Qwen2-VL-72B-Instruct
MultimodalAn instruction-tuned large multimodal model that excels at visual understanding and step-by-step reasoning. It supports image and video input with dynamic resolution processing and improved positional embeddings (M-ROPE), enabling advanced capabilities such as complex problem-solving, multilingual text recognition in images, and agentic interaction in video contexts.
Key Specifications
Parameters
73.4B
Context
-
Release Date
August 29, 2024
Average Score
75.8%
Timeline
Key dates in the model's history
Announcement
August 29, 2024
Last Update
July 19, 2025
Today
March 25, 2026
Technical Specifications
Parameters
73.4B
Training Tokens
-
Knowledge Cutoff
June 30, 2023
Family
-
Capabilities
MultimodalZeroEval
Benchmark Results
Model performance metrics across various tests and benchmarks
Multimodal
Working with images and visual data
ChartQA
## Evaluation AI: you in order to I work or evaluation by scale. need to more information about that, that specifically you in order to I and by criteria • Self-reported
Other Tests
Specialized benchmarks
DocVQAtest
score • Self-reported
EgoSchema
score • Self-reported
InfoVQAtest
Evaluation • Self-reported
MathVista-Mini
score • Self-reported
MMBench_test
# Evaluation Evaluation indicates on then, how well well model solves problem or task.
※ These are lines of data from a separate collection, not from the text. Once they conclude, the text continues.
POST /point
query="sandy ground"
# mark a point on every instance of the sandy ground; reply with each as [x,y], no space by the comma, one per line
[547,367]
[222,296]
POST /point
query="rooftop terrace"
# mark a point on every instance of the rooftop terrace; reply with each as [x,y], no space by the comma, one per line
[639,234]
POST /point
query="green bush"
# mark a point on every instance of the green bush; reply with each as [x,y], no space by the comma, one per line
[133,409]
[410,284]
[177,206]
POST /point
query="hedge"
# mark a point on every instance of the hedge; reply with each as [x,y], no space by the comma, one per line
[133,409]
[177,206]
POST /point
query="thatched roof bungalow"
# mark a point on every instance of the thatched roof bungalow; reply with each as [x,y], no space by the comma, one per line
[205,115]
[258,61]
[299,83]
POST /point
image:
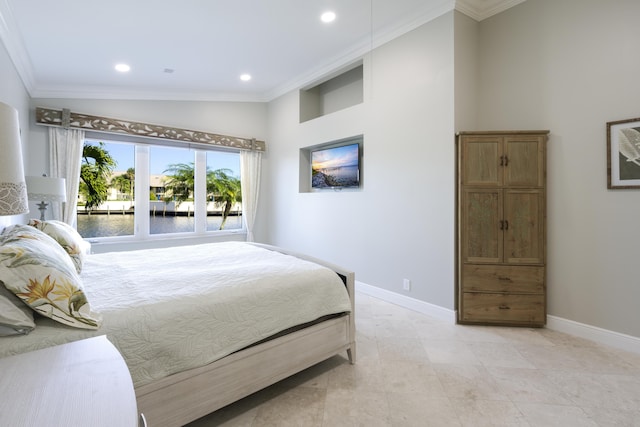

We we provide several by which can evaluate quality solutions model: 1. **correctness**: whether answer model correct ()? In some cases model can obtain points, even if she/it uses other method solutions, than solution - in other cases, model should follow (such how verification, manner). 2. ****: whether model task fully, or only her/its part? whether she/it all possible cases or only some from them? 3. **Efficiency**: whether approach model to solving tasks ? whether model steps? 4. ****: whether solution model and for understanding? model will more score, if she/it not its steps or not verifies its work, when this necessary. model more high evaluation, if her/its solution on errors, and she/it its approach manner • Self-reported
MMMU-Pro
score • Self-reported
MMMUval
score • Self-reported
MMVetGPT4Turbo
score • Self-reported
MTVQA
score • Self-reported
MVBench
score • Self-reported
OCRBench
Evaluation
AI: ChatGPT 4o • Self-reported
RealWorldQA
score • Self-reported
TextVQA
score • Self-reported
VCR_en_easy
Evaluation
AI: ChatGPT (GPT-4) • Self-reported
License & Metadata
License
tongyi_qianwen
Announcement Date
August 29, 2024
Last Updated
July 19, 2025
Similar Models
All ModelsQwen3 VL 32B Thinking
Alibaba
MM33.0B
Released:Sep 2025
Qwen2.5 VL 72B Instruct
Alibaba
MM72.0B
Released:Jan 2025
Qwen2.5 VL 32B Instruct
Alibaba
MM33.5B
Best score:0.9 (HumanEval)
Released:Feb 2025
QvQ-72B-Preview
Alibaba
MM73.4B
Released:Dec 2024
Qwen3.5-397B-A17B
Alibaba
MM397.0B
Released:Feb 2026
Qwen2.5 VL 7B Instruct
Alibaba
MM8.3B
Released:Jan 2025
Qwen2.5-Omni-7B
Alibaba
MM7.0B
Best score:0.8 (HumanEval)
Released:Mar 2025
Qwen3.5 35B A3B
Alibaba
35.0B
Released:Mar 2026
Recommendations are based on similarity of characteristics: developer organization, multimodality, parameter size, and benchmark performance. Choose a model to compare or go to the full catalog to browse all available AI models.